HEADLINE Paris hospitals beef up surveillance against violence


Paris hospitals beef up surveillance against violence

By Gong Ming | People's Daily app

23:17, May 17, 2018


Hotel-Dieu hospital in Paris. (Photo: AFP)

Paris (People's Daily) - To cope with the increasing violence in hospitals, Parisian hospitals will increase by 40% the number CCTV cameras over the next three years.

The move comes amid criticism that the money would be better spent on better medical service.

“We are moving quickly on video surveillance,” announced Martin Hirsch, general director of the Public Assistance-Paris Hospitals (AP-HP) in Paris on Wednesday.

In total, 1,500 cameras will be installed in 39 hospitals at a cost of 30 million euros ($35 million).

Violence has been increasing in Paris hospitals in recent years. In 2016, 4,302 “undesirable events” happened in hospitals in Paris, up from 3,895 cases in 2015, according to the National Observatory of Violence in Health Care.
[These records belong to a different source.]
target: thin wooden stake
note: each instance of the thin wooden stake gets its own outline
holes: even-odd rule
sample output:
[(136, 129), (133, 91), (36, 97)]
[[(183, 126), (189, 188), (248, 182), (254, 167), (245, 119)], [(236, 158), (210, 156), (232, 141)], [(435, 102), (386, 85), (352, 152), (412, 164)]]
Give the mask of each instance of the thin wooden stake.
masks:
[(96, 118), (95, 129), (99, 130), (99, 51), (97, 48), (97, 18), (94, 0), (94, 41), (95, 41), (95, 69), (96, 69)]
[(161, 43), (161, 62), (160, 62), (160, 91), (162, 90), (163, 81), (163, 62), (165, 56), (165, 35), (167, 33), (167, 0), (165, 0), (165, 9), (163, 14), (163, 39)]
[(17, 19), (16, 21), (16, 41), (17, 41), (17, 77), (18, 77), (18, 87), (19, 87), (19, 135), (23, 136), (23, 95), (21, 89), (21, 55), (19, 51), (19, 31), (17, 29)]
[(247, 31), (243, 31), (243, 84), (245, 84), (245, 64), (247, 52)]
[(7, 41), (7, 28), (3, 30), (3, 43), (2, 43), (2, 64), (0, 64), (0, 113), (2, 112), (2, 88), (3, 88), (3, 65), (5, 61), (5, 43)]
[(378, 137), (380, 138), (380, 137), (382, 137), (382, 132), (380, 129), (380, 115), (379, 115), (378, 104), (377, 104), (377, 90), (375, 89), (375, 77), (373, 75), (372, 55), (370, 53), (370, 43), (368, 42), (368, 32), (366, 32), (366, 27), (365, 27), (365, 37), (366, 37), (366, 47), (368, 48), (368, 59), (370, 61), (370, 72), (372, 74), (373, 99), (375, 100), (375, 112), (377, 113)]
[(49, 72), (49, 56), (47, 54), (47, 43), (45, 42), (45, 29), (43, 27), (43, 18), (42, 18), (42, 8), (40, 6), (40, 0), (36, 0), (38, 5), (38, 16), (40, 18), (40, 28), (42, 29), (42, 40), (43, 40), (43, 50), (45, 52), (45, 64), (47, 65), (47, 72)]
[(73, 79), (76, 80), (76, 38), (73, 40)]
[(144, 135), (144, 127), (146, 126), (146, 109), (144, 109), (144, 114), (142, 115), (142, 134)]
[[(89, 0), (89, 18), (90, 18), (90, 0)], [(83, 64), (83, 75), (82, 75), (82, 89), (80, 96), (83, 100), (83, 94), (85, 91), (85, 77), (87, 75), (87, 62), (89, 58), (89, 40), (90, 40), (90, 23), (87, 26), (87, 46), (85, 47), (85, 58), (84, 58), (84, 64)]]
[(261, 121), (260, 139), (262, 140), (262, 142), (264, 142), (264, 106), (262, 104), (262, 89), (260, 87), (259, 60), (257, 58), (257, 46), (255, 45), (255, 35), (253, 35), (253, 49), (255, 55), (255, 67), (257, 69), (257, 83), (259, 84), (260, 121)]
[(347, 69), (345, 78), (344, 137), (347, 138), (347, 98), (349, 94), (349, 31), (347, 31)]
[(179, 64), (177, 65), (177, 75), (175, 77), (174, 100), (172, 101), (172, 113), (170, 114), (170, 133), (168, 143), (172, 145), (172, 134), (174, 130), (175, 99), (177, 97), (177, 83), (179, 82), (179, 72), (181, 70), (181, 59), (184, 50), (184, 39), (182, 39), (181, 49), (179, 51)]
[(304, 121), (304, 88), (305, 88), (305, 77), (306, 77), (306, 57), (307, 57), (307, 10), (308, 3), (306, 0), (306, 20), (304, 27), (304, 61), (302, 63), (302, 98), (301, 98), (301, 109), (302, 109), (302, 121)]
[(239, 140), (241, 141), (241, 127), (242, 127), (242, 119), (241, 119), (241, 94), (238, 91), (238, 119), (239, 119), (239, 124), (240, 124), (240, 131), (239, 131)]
Three quarters of the incidents occurred in AP-HP establishments. Half involved attacks on people, the other half damage to property, such as valuable medical equipment.

Faced with the situation, AP-HP carried out in late 2016 a security action plan, aiming to enhance entry control to hospitals and the level of vigilance of staff.

This year, the hospital is counting on video surveillance to root out violence inside hospitals. The cameras offer a triple advantage: a visible deterrent, effectiveness in identifying the persons committing crimes, and a faster response time for security.

But the plan is stirring up anger among doctors and nursing staff. “With 30 million euros, how many nurses can we hire instead? ” is a typical response.

The spending on cameras comes as AP-HP plans to dismiss 180 non-medical employees in order to reduce its deficit of 174 million euros.

Some doctors protest that the management team is wrong about the cameras and knows little about realities of working in a hospital.

The doctors argue that violent incidents are primarily due to the slowness of medical care and the lack of contact with nursing staff. Video surveillance cannot resolve these problems. 

On Twitter, the French National Union of Nurses said “a large number of nurses are needed,” rather than the cameras.

The union says nurses are suffering an excessive workload, and the key is to hire more of them to reduce patients' waiting time and their anxiety and provide high-quality care.

“We will first make sure that an open place is also a safe one,” said Hirsch to French newspaper Le Parisien, responding to the major concerns and announcing that ten hospitals will be equipped with the cameras in 2018.